The ASCLEPIOS Project took on the management of accounts and resources across a mix of private and public clouds, collectively called the ASCLEPIOS Testbed. The Testbed comprises an OpenStack cluster at the University of Westminster (UoW) and a private cloud hosted at the Norwegian Centre for E-health Research (NSE). The initial Testbed also included a single public cloud: Amazon Web Services (AWS) – but that changed quickly. Investigations into Trusted Execution Environments saw the project add a Microsoft Azure tenancy to the Testbed, making Intel SGX-enabled instances available via Azure Confidential Computing resources.

Challenges of deploying across clouds

The ability to quickly extend the Testbed with new clouds speaks to the flexibility and on-demand nature of the cloud. However, getting users and their applications set up and deployed on such a variety of clouds is not without challenges. A manual approach, where sub-accounts are created for developers who can then create their own cloud resources to host their applications, comes with a steep learning curve. These developers are expected to work not only with numerous programming languages, configuration syntaxes and database technologies, but several different cloud service providers too.

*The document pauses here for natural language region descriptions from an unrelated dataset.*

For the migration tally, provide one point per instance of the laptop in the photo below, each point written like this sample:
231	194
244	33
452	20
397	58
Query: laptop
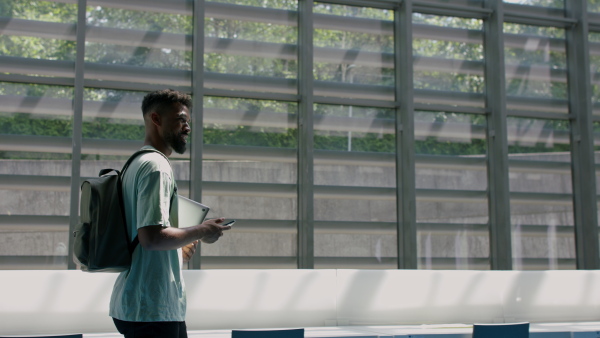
190	212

One alternative to this was for UoW to take on management and allocation of cloud resources such as compute nodes and managed databases, and simply provide the demonstrator application developers with the necessary endpoints and access.

DevOps with MiCADO to the rescue

Still, though, the manual approach has been largely superseded in recent years by the DevOps approach, which embraces Infrastructure-as-Code, Configuration Management, Containers and Orchestration to automate many of the historical System Administrator tasks. To ease management of the Testbed and support developers with a better interface for deploying their applications, the ASCLEPIOS Project adopted MiCADO – an execution engine supporting the automated provision of cloud resources and the automated deployment of complex microservices in containers.

MiCADO empowers each application demonstrator developer to describe their application and any required cloud resources in a descriptor file, using generic Infrastructure-as-Code based on the OASIS TOSCA Specification. Once authored, these so-called Application Description Templates can be re-used to deploy the same complex application to any cloud in the ASCLEPIOS Testbed, without the requirement for any manual steps.

Outro

The ASCLEPIOS Testbed plays a key role in the ASCLEPIOS Project, supporting the demonstrator application developers to create meaningful examples and testcases for the core security components being developed for the platform. In a project where the cloud takes centre stage, it is important to have a large pool of different service providers and middleware to ensure support across multiple platforms. Working on such a Testbed is not a trivial undertaking, but with the help of good software and good people, we can simplify the task.